Tant'è che il tecnico, Massimiliano Allegri, ha liquidato le domande sull'utilizzo di Paulo Dybala (meglio sarebbe dire, il mancato utilizzo) con un laconico e scontato riferimento all'equilibrio, alla condizione fisica che per adesso non permette sbilanciamenti offensivi, alle scelte che vanno fatte etc etc… La realtà è che – pur con le necessità di una rosa lunga e una stagione altrettanto intesa nella quale ci sarà spazio per tutti – l'ex di Bayern e Atletico Madrid è un calciatore in cima alla scala delle preferenze dell'allenatore.
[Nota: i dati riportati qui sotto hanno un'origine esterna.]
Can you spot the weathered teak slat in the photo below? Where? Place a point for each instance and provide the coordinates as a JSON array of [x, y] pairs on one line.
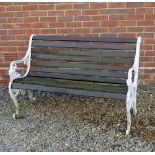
[[80, 72], [100, 53], [104, 87], [92, 66], [83, 59], [79, 65], [85, 39], [84, 45], [69, 91], [78, 77]]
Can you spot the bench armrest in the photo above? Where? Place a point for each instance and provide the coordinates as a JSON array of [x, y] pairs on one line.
[[26, 60]]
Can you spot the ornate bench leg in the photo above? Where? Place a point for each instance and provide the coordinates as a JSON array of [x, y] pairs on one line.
[[30, 95], [13, 97], [128, 120], [134, 104], [128, 108]]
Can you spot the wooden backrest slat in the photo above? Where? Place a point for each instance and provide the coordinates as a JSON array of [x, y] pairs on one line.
[[98, 53], [84, 45], [79, 65], [82, 58], [85, 39]]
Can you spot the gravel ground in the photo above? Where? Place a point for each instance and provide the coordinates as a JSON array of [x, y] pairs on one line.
[[58, 122]]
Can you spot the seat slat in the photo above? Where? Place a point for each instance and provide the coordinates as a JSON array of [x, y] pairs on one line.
[[68, 91], [74, 84], [102, 53], [85, 39], [78, 77], [53, 57], [81, 72], [84, 45], [79, 65]]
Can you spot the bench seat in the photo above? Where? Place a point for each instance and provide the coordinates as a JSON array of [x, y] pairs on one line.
[[91, 66]]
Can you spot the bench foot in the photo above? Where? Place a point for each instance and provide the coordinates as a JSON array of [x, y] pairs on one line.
[[30, 95]]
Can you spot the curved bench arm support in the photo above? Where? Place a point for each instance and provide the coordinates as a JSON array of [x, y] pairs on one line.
[[132, 83], [15, 75]]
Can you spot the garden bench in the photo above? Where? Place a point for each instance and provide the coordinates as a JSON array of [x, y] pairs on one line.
[[100, 67]]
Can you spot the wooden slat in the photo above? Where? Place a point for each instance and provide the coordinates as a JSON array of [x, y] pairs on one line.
[[81, 72], [84, 45], [85, 39], [79, 77], [115, 60], [102, 53], [79, 65], [74, 84], [68, 91]]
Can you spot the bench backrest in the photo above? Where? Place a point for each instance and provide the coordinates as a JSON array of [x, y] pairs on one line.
[[83, 58]]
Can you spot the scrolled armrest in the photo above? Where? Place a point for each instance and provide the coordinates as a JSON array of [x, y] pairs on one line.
[[26, 61]]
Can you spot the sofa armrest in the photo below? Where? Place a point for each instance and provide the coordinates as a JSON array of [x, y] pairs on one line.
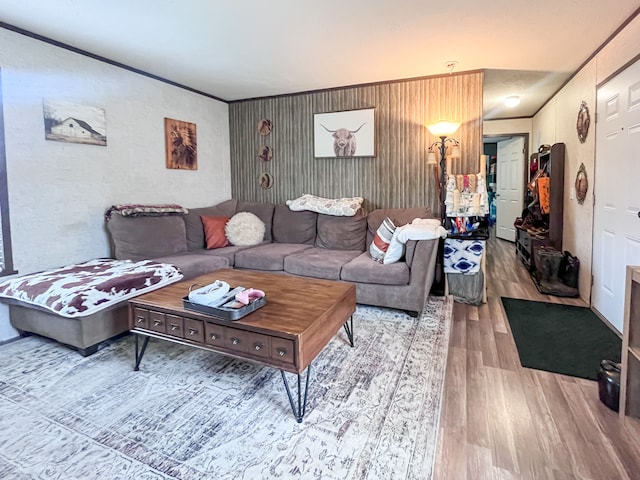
[[421, 258]]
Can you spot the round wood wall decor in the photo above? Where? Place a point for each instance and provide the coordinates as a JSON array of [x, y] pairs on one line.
[[265, 180], [265, 126], [582, 184], [265, 153], [582, 124]]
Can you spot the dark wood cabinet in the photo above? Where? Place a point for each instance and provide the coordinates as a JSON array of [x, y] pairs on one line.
[[550, 231]]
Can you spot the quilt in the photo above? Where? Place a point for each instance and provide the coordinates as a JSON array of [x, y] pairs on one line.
[[85, 288]]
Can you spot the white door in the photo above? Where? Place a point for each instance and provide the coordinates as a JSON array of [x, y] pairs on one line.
[[616, 226], [509, 186]]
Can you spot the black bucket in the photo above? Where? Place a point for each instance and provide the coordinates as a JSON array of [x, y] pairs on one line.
[[609, 384]]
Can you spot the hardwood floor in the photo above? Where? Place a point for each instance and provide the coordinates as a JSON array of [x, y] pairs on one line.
[[500, 420]]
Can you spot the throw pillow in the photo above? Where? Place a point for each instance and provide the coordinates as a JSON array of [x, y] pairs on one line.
[[245, 229], [396, 248], [381, 240], [214, 231]]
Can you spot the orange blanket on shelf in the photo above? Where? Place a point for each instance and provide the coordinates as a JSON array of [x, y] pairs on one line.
[[544, 194]]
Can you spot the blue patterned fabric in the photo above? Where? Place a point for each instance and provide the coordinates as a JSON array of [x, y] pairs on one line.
[[462, 256]]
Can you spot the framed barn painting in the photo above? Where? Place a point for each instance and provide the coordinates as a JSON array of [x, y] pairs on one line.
[[344, 134], [74, 123], [181, 144]]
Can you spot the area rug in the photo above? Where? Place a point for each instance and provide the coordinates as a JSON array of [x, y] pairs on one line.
[[560, 338], [372, 413]]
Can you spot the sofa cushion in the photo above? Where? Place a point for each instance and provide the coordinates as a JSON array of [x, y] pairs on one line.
[[342, 233], [141, 238], [214, 231], [192, 265], [399, 217], [294, 227], [193, 223], [229, 253], [264, 211], [319, 262], [364, 269], [269, 256]]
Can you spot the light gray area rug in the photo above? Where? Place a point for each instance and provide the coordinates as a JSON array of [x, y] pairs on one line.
[[372, 413]]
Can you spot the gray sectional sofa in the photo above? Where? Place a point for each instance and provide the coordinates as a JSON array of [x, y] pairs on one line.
[[295, 243]]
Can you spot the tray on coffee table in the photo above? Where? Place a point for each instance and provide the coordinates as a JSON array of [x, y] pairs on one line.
[[230, 314]]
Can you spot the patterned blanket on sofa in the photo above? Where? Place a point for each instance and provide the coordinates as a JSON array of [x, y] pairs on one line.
[[86, 288]]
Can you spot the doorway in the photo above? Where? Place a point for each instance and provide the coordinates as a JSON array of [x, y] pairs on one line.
[[506, 178], [616, 226]]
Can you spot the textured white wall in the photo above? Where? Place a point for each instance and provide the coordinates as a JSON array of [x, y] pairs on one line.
[[58, 192]]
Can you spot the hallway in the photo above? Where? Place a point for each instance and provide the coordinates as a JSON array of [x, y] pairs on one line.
[[500, 420]]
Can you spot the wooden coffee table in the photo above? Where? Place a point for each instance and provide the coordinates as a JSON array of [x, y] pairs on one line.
[[299, 319]]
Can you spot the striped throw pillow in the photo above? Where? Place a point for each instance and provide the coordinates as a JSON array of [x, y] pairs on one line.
[[381, 240]]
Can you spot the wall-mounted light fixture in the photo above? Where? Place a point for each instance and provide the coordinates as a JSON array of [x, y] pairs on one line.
[[443, 129], [512, 101]]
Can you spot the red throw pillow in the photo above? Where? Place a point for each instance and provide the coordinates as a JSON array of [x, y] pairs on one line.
[[214, 231]]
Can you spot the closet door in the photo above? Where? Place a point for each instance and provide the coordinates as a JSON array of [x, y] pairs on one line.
[[616, 229], [509, 186]]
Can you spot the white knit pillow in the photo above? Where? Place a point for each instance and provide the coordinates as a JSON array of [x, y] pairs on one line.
[[245, 228]]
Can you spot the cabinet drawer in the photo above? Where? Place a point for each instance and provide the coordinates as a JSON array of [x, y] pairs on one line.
[[140, 318], [193, 330], [282, 350], [157, 322], [259, 345], [236, 340], [175, 326], [213, 334]]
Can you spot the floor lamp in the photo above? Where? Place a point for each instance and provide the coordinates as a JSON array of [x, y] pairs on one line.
[[443, 129]]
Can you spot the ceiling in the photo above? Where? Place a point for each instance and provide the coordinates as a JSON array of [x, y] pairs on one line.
[[253, 48]]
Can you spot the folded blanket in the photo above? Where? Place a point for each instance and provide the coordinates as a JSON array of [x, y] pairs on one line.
[[86, 288], [137, 210]]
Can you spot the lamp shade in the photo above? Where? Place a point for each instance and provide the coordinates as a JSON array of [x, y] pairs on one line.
[[443, 128]]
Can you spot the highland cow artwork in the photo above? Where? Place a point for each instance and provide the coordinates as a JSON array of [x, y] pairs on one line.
[[344, 134], [181, 144]]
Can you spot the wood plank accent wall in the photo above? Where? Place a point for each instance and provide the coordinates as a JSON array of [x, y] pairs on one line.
[[397, 177]]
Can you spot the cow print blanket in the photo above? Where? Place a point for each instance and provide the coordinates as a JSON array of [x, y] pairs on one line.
[[86, 288]]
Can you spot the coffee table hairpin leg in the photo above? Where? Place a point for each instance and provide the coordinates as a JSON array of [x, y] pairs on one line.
[[348, 327], [140, 353], [302, 405]]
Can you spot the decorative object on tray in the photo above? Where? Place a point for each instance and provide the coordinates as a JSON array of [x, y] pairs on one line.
[[245, 228], [334, 134], [181, 144], [265, 180], [339, 207], [582, 184], [582, 124], [264, 127], [220, 300]]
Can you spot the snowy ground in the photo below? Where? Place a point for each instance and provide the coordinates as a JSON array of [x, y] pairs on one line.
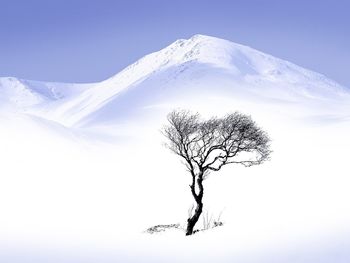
[[85, 189]]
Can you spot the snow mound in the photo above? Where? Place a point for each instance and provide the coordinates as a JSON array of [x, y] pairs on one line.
[[187, 73]]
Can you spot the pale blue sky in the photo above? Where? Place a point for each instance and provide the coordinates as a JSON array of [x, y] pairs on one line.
[[85, 41]]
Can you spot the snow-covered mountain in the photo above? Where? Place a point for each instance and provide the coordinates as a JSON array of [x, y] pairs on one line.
[[186, 73], [73, 176]]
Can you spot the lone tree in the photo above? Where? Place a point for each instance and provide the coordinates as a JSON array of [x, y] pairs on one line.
[[208, 145]]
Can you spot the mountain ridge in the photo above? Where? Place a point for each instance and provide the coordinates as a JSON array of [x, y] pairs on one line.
[[181, 71]]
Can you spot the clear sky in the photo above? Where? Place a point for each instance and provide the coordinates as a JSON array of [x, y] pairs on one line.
[[91, 40]]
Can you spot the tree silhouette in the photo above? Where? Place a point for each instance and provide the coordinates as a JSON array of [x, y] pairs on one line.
[[208, 145]]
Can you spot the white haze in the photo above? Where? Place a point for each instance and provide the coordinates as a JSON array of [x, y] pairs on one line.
[[84, 171]]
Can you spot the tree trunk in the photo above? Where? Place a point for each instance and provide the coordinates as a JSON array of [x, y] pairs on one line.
[[191, 222]]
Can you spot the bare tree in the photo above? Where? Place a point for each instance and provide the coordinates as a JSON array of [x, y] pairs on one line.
[[208, 145]]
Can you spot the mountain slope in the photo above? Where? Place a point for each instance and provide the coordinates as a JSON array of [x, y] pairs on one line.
[[186, 73]]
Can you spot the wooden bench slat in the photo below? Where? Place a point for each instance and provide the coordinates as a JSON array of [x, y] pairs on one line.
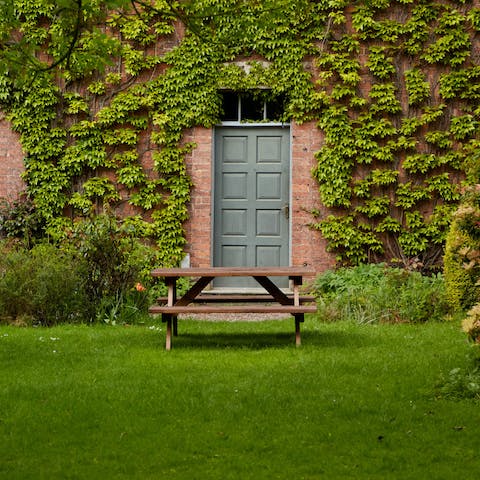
[[247, 298], [234, 272], [292, 309]]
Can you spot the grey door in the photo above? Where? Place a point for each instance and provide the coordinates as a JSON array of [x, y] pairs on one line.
[[251, 225]]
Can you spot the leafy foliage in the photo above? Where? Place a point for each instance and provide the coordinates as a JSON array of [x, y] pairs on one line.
[[377, 293], [101, 91]]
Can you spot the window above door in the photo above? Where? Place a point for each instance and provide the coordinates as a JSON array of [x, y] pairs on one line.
[[252, 107]]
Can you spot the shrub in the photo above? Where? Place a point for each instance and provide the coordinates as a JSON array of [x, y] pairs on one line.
[[378, 293], [462, 253], [471, 324], [40, 286], [112, 261]]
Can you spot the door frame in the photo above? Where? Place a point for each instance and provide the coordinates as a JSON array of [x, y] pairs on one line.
[[258, 126]]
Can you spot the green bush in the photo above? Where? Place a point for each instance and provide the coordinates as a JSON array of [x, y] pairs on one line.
[[40, 286], [114, 264], [462, 254], [377, 293]]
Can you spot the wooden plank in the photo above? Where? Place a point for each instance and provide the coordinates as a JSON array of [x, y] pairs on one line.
[[241, 297], [194, 291], [234, 272], [288, 309]]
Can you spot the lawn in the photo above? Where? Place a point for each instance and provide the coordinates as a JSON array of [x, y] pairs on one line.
[[236, 401]]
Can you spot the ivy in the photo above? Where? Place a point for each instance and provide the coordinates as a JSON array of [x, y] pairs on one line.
[[103, 118]]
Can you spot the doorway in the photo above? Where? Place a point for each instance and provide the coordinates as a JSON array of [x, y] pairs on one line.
[[251, 200]]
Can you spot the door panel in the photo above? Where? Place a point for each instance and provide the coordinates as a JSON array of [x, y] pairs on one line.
[[251, 226]]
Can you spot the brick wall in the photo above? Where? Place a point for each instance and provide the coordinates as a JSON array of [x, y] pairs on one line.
[[11, 162], [307, 245]]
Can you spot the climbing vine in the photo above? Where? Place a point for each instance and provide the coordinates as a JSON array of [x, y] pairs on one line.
[[393, 86]]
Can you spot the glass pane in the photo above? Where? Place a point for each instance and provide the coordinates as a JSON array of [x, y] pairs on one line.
[[252, 108], [276, 109], [230, 107]]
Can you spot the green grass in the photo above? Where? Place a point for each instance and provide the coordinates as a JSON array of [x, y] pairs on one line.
[[235, 401]]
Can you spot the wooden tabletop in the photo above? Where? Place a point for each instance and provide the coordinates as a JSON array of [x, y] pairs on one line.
[[234, 272]]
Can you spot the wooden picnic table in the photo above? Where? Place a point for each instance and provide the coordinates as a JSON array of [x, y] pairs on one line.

Ne ha guadagnato la fiducia esibendo quelle qualità che tanto piacciono al tecnico livornese: pragmatismo, duttilità tattica, concentrazione massima, disponibilità al sacrificio, capacità di ‘saper leggere la partita' – come si dice in gergo – e avere un alto impatto. La domanda torna spontanea e ronza in testa pure alla Joya: come fai a rinunciare a lui? Non lo fai e basta.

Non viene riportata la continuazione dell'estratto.